US firm starts human testing of vaccine to prevent coronavirus
A United States-based biotech firm Moderna has sent an experimental coronavirus vaccine to US government researchers just six weeks after it started working on the immunisation.
According to a CNBC report, pharmaceutical companies and health officials are working at a breakneck pace to identify treatment or a vaccine to help fight the virus.
A clinical trial to evaluate the safety and effectiveness of the antiviral drug Remdesivir in adults diagnosed with coronavirus started at the University of Nebraska Medical Center in Omaha, the National Institutes of Health (NIH) said.
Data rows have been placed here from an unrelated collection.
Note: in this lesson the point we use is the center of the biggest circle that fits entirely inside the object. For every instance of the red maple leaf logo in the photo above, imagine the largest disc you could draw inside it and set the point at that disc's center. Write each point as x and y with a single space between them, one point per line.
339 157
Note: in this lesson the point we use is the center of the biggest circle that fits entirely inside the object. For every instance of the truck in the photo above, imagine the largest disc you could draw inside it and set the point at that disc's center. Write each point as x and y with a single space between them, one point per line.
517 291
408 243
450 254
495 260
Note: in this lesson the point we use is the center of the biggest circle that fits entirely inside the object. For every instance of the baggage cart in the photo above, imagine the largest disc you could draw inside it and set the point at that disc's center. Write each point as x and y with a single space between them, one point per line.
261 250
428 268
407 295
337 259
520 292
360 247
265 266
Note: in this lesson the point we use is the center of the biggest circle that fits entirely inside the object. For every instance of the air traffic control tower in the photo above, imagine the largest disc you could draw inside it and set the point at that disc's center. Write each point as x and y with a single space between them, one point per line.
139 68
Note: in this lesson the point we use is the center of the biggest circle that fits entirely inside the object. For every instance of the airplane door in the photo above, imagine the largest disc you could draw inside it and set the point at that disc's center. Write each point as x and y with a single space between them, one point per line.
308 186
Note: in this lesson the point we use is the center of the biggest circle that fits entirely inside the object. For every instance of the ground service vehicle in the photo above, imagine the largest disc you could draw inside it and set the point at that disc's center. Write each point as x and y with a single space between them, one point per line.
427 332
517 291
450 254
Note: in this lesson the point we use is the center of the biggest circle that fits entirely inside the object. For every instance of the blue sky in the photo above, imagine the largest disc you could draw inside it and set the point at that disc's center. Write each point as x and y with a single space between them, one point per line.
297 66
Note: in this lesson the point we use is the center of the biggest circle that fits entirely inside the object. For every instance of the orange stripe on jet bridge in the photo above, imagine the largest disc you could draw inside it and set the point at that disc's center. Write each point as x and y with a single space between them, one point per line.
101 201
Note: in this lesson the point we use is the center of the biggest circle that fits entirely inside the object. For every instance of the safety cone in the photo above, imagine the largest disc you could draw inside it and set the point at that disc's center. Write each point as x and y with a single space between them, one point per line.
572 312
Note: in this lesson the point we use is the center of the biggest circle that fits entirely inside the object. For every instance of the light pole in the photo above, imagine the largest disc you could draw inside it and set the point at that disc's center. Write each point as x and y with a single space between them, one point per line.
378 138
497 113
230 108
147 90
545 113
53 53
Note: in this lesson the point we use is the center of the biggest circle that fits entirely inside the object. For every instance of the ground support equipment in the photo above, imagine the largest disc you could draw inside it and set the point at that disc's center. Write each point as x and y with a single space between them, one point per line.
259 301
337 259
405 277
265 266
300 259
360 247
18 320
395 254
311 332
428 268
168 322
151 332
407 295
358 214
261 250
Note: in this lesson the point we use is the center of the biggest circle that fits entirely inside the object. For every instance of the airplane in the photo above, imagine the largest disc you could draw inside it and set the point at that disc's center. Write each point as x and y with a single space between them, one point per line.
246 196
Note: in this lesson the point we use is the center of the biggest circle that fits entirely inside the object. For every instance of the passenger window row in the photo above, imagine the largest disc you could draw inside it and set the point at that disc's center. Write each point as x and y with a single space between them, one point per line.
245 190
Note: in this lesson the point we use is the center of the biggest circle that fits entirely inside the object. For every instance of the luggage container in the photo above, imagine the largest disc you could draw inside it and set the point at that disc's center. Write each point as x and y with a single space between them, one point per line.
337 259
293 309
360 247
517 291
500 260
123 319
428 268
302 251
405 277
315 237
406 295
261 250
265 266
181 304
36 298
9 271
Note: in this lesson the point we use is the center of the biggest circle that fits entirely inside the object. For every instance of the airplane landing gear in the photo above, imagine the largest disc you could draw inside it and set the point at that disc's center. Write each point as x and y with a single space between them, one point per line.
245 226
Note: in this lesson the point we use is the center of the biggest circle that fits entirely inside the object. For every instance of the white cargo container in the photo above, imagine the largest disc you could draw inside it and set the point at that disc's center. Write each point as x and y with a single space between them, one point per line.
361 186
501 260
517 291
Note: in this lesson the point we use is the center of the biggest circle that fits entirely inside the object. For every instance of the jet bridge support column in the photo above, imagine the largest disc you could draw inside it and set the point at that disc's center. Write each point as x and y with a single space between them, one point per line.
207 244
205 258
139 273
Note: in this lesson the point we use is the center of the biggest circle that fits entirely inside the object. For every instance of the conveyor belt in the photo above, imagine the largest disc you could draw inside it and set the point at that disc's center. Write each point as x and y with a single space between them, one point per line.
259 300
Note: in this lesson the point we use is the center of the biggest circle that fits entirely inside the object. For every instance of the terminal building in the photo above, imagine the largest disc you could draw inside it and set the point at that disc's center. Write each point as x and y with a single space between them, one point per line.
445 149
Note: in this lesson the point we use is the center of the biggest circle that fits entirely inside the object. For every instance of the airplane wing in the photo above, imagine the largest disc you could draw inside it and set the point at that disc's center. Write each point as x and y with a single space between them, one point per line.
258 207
Participants in the US treatment group will receive 200 milligrams of Remdesivir intravenously when they are enrolled in the study.
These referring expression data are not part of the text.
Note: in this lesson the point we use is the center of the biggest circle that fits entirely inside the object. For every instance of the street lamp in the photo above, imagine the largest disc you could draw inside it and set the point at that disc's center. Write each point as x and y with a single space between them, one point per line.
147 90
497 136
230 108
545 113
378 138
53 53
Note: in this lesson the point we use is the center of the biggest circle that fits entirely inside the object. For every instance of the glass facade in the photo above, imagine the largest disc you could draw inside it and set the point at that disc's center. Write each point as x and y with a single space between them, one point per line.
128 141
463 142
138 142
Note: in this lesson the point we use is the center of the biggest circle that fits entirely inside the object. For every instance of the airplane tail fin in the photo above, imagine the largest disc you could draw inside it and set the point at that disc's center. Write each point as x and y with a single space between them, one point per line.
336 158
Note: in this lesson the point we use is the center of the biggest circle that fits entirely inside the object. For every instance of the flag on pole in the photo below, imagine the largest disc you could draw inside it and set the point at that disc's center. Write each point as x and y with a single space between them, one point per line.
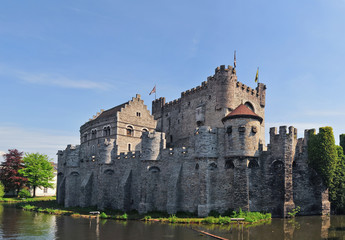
257 75
153 90
235 59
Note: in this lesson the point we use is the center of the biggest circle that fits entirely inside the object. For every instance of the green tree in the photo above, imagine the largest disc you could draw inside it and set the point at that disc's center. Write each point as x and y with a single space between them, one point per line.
342 141
337 188
2 190
322 153
10 176
39 171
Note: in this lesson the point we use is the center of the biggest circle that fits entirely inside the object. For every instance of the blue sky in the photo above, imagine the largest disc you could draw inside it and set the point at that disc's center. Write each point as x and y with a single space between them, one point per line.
62 61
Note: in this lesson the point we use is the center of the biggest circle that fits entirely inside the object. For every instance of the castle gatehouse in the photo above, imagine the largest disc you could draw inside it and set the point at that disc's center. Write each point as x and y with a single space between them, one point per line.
204 151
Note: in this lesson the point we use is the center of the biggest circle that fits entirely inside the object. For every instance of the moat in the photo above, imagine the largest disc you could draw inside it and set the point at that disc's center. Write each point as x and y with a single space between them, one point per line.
19 224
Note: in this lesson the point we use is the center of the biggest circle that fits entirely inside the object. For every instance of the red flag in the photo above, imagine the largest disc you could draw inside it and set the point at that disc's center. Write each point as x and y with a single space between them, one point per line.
153 90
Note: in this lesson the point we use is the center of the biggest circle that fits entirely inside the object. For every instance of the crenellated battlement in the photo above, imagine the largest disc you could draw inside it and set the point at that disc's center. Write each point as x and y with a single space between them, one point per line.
203 86
247 89
177 153
128 155
283 133
222 68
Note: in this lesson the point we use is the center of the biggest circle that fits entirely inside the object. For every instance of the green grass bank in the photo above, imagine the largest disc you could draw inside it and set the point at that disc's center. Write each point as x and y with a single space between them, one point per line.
51 207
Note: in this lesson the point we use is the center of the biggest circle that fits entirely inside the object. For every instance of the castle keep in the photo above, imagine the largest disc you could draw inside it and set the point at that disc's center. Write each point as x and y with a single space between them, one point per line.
204 151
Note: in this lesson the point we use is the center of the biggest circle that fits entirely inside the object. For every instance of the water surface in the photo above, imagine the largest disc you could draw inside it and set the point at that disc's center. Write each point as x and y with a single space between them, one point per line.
19 224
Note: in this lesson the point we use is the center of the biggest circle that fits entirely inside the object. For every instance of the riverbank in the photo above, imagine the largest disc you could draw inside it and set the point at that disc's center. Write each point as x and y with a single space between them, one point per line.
21 200
52 207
They will receive another 100 milligrams while they are hospitalised for up to 10 days in total. A placebo group will receive a solution that resembles Remdesivir but contains only inactive ingredients, the NIH said.
The virus has so far infected more than 80,000 people. But even with an expedited approval process, a vaccine would not be available for use for at least a year or 18 months, said the director of the National Institute of Allergy and Infectious Diseases.
The coronavirus is spreading in the Middle East, Europe and other parts of the world, while parts of China begin to lower their emergency response level as the number of new cases reported there continues to slow.
More deaths have been reported in Iran and Italy, while South Korea on Wednesday said an 11th person had died of the disease there.
So far, there is no cure or vaccine for the virus, which has infected more than 80,000 people and killed more than 2,700 worldwide in the past few months.